Certification Requirements in Ontario
Certification to work in a trade in Ontario is called a Certificate of Qualification. This is often referred to, as the "C of Q". Trade certification for Industrial Electricians in Ontario is available through Labour Market and Training Division Apprenticeship offices of the Ministry of Training, Colleges and Universities (MTCU). The legislation that regulates Industrial Electricians is the Apprenticeship and Certification Act (1998).
Certification for Industrial Electricians is voluntary. This means that the electrician can work without being certified. However, certification is recommended. Most Industrial Electricians working in Ontario are certified, and most employers ask for both the C of Q and the C of A - the Certificate of Apprenticeship. Certified Industrial Electricians have better employment opportunities and earn higher wages than those without certification.
To become a certified Industrial Electrician in Ontario you must do one of the following:
- complete a four- to five-year apprenticeship. Apprenticeship includes on-the-job training (about 90 per cent of the apprenticeship) and some in-school training (about 10 per cent of the apprenticeship). Apprenticeship is a training agreement between a person who wants to learn a skilled trade and an employer who needs a skilled worker. An apprentice earns at least minimum wage while working and learning the skills necessary to become a qualified tradesperson or journeyperson. Apprentices receive a Certificate of Apprenticeship when they complete their training. Employers often request this certificate as proof of training and experience.
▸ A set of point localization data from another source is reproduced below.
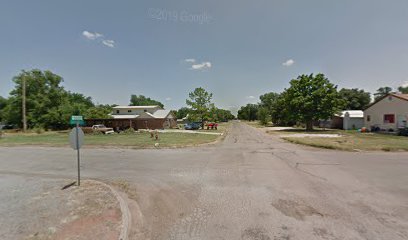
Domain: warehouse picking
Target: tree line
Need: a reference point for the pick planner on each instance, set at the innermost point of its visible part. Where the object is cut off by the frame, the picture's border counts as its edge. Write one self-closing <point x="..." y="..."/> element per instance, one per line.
<point x="309" y="98"/>
<point x="49" y="105"/>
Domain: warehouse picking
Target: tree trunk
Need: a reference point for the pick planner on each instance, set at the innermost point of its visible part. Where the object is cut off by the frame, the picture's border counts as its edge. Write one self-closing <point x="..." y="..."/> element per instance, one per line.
<point x="309" y="125"/>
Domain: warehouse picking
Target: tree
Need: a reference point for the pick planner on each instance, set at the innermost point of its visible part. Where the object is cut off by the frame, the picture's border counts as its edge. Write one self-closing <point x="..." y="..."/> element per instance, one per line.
<point x="48" y="104"/>
<point x="199" y="101"/>
<point x="248" y="112"/>
<point x="99" y="111"/>
<point x="403" y="89"/>
<point x="268" y="101"/>
<point x="310" y="98"/>
<point x="263" y="115"/>
<point x="381" y="92"/>
<point x="355" y="99"/>
<point x="182" y="112"/>
<point x="140" y="100"/>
- complete five years of work experience as an Industrial Electrician
- prove equivalent work experience
When you have done this, you must also:
- apply for the Certificate of Qualification
- pay the required fees
- write and pass the Certificate of Qualification exam
Competencies Required to Practise Your Trade in Ontario
Before you can receive government certification, you must complete training that covers the competencies listed in the Apprenticeship Training Standards – Industrial Electrician. This document lists in detail all of the skills and work tasks that Industrial Electricians must be able to demonstrate in order to be eligible to write the Certification of Qualification exam. In Ontario, an employer who sponsors an apprenticeship signs off on each of the following competencies during an apprenticeship:
- protect self and others
- select and use hand and power tools
- install, maintain, and repair wiring systems
- select and use test and measuring equipment
- read, interpret, and revise schematic drawings and documentation
- install, maintain, and repair lighting systems
- install, maintain, and troubleshoot power distribution systems
- select, install, and maintain batteries and battery chargers
- install, maintain, and troubleshoot control systems
- install, maintain, and troubleshoot rotating equipment
- install, maintain, and troubleshoot motor drive systems
- install, maintain, and troubleshoot microprocessor-based systems
As an internationally trained Industrial Electrician, you must be able to prove that you have these skills before you can write the Certificate of Qualification exam.
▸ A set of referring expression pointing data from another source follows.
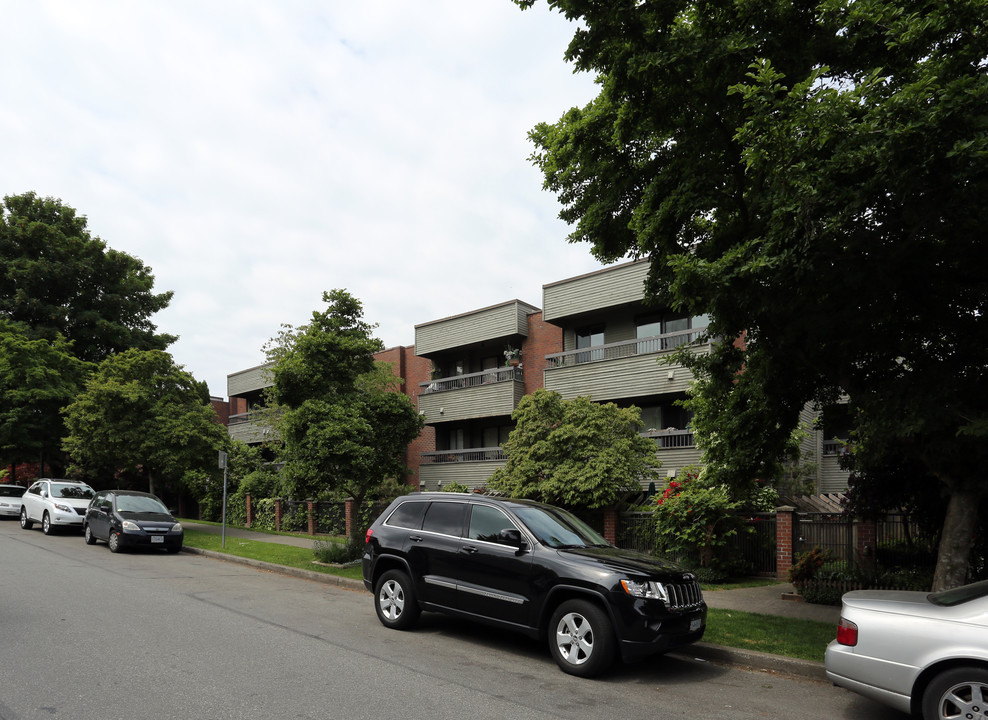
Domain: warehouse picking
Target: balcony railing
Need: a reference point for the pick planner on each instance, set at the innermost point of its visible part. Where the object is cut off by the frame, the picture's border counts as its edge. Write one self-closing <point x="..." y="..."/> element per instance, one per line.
<point x="485" y="377"/>
<point x="670" y="439"/>
<point x="468" y="455"/>
<point x="626" y="348"/>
When you apply for certification as an Industrial Electrician, you are not required to pass an English language test, but the job requires excellent language skills. As an Industrial Electrician, you are required to read and interpret technical manufacturers’ manuals, schematic drawings, and health and safety guidelines. You must also be able to give and receive instructions clearly and effectively.
To become certified, you must write a technical multiple-choice exam, which requires a knowledge and understanding of the English terms used in this trade.
There is no automatic certification for internationally trained tradespeople in any trade in Ontario, but there is an assessment process used to evaluate the training and experience of internationally trained tradespeople. The length of time that it will take you to become certified will depend on how closely your training and experience match the training standards for Industrial Electricians in Ontario. It can take as little as a week if you are immediately eligible to write the certification exam, or as long as five years if you have to complete a full apprenticeship.
Before You Emigrate To Canada
Get as much information as possible about working as an electrician in Ontario. Apprenticeship Training Standards – Industrial Electrician is a useful reference if you are unfamiliar with the terminology used and the skills required in Ontario. You can get a copy of this booklet from a Labour Market and Training Division Apprenticeship office in Ontario. (There is a list of these offices at the end of this fact sheet.)
You will need proof of your training and experience. Collect documentation that proves your skill level as an Industrial Electrician. Include letters from employers or unions, diplomas, and other documents that describe your training and the work tasks you have performed. These documents must also show where and for how long you have worked as an electrician in an industrial setting. It is important to include as much information as possible about your years of experience and your duties at work, because the evaluation of your skills will be based on your on-the-job experience.
When You Arrive in Ontario
The Labour Market and Training Division Apprenticeship offices process all applications for trade certification in Ontario. When you arrive in Ontario, contact the office in your area and make an appointment to see a training consultant. If you haven’t already requested a copy of Apprenticeship Standards – Industrial Electrician, you can get one from these offices.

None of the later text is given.